Nach über zwei Jahren, in denen intensiv nach den in Frage kommenden Opfern recherchiert wurde, konnte die Verlegung der sechs „Stolpersteine“ am 28.01.2011 endlich realisiert werden. Die Verlegestellen befinden sich in Wissen in der Maarstraße, Rathausstraße (Bereich Regiobahnhof), Im alten Gymnasium und dem Felsenweg, außerdem in Katzwinkel in der Knappenstraße (Ecke Dr. Alfred-Reichmann-Straße) und können dort besichtigt werden.
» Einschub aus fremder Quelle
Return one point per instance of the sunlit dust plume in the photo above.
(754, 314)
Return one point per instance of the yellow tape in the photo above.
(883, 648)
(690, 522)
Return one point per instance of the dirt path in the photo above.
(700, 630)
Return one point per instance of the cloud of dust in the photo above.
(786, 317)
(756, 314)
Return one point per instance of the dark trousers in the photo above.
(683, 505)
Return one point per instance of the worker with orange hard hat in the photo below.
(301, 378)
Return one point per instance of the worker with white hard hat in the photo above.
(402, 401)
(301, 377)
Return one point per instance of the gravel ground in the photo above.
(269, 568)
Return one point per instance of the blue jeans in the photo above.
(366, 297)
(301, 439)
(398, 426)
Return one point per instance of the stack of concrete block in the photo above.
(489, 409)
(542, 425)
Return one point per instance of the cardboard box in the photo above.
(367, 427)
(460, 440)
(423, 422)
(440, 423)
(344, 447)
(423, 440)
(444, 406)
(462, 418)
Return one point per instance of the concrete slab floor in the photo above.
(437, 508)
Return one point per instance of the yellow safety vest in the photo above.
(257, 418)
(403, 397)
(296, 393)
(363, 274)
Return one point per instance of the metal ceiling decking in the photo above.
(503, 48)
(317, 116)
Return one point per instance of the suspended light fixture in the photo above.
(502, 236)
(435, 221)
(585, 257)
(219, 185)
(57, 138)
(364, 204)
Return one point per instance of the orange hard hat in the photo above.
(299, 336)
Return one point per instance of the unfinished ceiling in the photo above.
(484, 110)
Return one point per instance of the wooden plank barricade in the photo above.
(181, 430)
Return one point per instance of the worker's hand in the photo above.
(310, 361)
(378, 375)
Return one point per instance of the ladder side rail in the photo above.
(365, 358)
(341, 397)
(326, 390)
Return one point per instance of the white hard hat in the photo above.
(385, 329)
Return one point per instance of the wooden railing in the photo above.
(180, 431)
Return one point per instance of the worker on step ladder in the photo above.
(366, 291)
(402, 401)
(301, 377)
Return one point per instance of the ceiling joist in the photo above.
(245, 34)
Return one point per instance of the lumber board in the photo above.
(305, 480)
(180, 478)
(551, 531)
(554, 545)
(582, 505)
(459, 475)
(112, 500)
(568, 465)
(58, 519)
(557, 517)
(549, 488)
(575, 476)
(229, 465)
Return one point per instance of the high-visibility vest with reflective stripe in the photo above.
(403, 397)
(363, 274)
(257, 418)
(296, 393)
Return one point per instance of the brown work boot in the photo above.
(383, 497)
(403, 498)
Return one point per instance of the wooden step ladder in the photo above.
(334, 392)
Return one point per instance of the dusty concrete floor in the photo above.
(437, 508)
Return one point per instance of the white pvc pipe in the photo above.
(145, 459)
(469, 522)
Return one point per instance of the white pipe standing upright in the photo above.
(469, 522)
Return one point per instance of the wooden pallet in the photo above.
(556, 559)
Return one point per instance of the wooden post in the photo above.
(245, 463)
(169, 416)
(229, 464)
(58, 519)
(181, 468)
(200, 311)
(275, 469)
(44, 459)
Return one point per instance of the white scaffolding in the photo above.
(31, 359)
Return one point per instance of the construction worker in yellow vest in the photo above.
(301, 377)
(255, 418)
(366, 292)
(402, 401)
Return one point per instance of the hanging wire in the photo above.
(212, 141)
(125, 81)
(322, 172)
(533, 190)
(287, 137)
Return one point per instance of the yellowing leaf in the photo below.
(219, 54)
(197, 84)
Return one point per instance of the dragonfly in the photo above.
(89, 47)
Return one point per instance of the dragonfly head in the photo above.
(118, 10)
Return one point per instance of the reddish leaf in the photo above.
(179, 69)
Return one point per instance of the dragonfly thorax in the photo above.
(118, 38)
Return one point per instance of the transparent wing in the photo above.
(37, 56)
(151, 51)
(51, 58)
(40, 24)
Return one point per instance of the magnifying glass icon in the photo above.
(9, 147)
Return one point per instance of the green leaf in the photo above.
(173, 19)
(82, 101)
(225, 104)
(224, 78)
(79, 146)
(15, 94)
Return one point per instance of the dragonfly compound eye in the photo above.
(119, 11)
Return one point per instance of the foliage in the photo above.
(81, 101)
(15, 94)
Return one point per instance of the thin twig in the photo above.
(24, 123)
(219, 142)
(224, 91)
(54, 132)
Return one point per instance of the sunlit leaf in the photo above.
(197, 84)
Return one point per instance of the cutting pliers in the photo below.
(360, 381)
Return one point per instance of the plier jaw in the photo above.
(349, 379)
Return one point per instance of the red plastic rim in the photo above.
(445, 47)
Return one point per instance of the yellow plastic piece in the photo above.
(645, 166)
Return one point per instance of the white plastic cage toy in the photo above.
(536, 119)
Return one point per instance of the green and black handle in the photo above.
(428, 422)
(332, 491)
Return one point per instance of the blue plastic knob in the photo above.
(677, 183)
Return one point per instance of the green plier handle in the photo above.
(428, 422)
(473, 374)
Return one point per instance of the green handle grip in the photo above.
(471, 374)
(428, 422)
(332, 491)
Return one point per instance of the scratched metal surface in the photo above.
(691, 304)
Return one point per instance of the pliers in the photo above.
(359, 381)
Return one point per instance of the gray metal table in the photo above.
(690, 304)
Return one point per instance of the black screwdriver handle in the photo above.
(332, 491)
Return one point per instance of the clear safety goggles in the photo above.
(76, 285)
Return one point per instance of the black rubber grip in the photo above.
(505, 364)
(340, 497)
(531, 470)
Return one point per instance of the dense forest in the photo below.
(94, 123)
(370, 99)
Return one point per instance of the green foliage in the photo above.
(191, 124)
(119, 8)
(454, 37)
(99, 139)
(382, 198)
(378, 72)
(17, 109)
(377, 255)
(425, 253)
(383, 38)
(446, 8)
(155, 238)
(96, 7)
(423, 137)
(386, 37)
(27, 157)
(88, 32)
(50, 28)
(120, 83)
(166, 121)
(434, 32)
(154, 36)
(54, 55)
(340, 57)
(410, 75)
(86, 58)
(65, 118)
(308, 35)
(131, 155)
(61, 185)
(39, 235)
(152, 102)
Es wurden Stolpersteine für folgende Personen verlegt:
(Jude)
geb. am 08.04.1897
deportiert 29.09.1944
ermordet 1944 im KZ Auschwitz
Hermann Kubalski:
(Zeuge Jehova)
JG. 1892
Verhaftet 31.08.1936
Deportiert 15.01.1938
7 Jahre inhaftiert im KZ Buchenwald“
Familie Bär:
(Juden)
Ernst Bär
geb. am 22.06.1900
1938 geflohen vor dem Nationalsozialismus
Johanna A.L. Bär
geb. Bernstein
geb. am 24.12.1908
1938 geflohen vor dem Nationalsozialismus
Heinz Bär
geb. am 30.12.1930
1938 geflohen vor dem Nationalsozialismus
Liebmann Hony:
(Jude)
geb. am 02.06.1862
deportiert 15.06.1942
ermordet am 07.03.1943 im KZ Theresienstadt“
Artur Seligmann:
JG 1920
deportiert 1941
Tot in Riga
Zeitgeschichtlicher Beitrag
Rainer Thiel aus Mudenbach, dessen Großvater Friedrich Wilhelm ein guter Freund des jüdischen Bürgers Liebmann Hony gewesen ist, lieferte freundlicherweise interessante Unterlagen, die das Leben in Wissen während des Naziregimes dokumentieren.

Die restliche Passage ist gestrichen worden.